Staging of Multiple Myeloma (MM) Requiring Therapy
The standard Durie-Salmon and initial International Staging Systems for Multiple Myeloma requiring therapy have been improved by including other variables. At Tufts Medical Center in downtown Boston, we use the revised ISS (R-ISS), as described in the far right-hand column of this table:
From the Leukemia and Lymphoma Society
Our multiple myeloma and amyloid experts assess genetic risk by interphase Fluorescence in situ hybridization (FISH) with plasma cells from the bone marrow that have been selected to insure a relatively pure population of MM cells for the study. The staging system reflects the improvements in disease assessment. In 2015 the median survival by stage is about 10 years for stage I, 7.5 years for stage II and 5 years for stage III. Age remains an important factor. The availability of monoclonal antibody therapy (daratumumab, elotuzumab) for MM means that survival overall will increase in the coming years.

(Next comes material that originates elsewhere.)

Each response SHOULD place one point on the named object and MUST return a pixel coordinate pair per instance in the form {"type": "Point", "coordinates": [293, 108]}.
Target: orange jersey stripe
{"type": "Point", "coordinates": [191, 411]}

The organ damage associated with MM always requires close attention and care. Bone and kidney health are matters of the highest concern and preservation of robust bone marrow function and blood counts is also. The immune system of MM patients needs to be a constant area of care – from timely vaccinations after stem cell transplant, to adequate protections with travel, to a need for intravenous immunoglobulin or rotating antibiotics in the winter to prevent pneumonia – we teach patients and families to make sure they know what their choices are. The organ damage of MM can be reversed with therapy and best supportive care allowing the patient to have an excellent quality of life.
Staging of Systemic AL Amyloidosis (AL)
The plasma cells in the bone marrow of AL patients are also selected for FISH studies in order to insure that we can detect the most common abnormalities that occur in AL plasma cells – findings that can influence the choice of therapies. In addition, for patients who have baseline bone marrow studies done at Tufts, we offer on protocol sensitive minimal residual disease testing of bone marrow cells at 1, 2 and 3 years after patients achieve complete or very good partial responses to initial therapy as part of our attempt to advance the care of patients with AL.
The staging systems we use for AL, however, are focused on the organ damage that AL can cause. Cardiac biomarkers enable us to stage the cardiac damage that patients often have at diagnosis and studies of the amount and type of protein in 24-hour urine collections allow us to stage the kidney disease. Standard blood tests also enable us to determine the extent of kidney disease in all patients. Importantly, the organ damage in AL can be reversed with treatment of the plasma cell disease – eliminating the culprit light chain protein can enable the body to heal itself.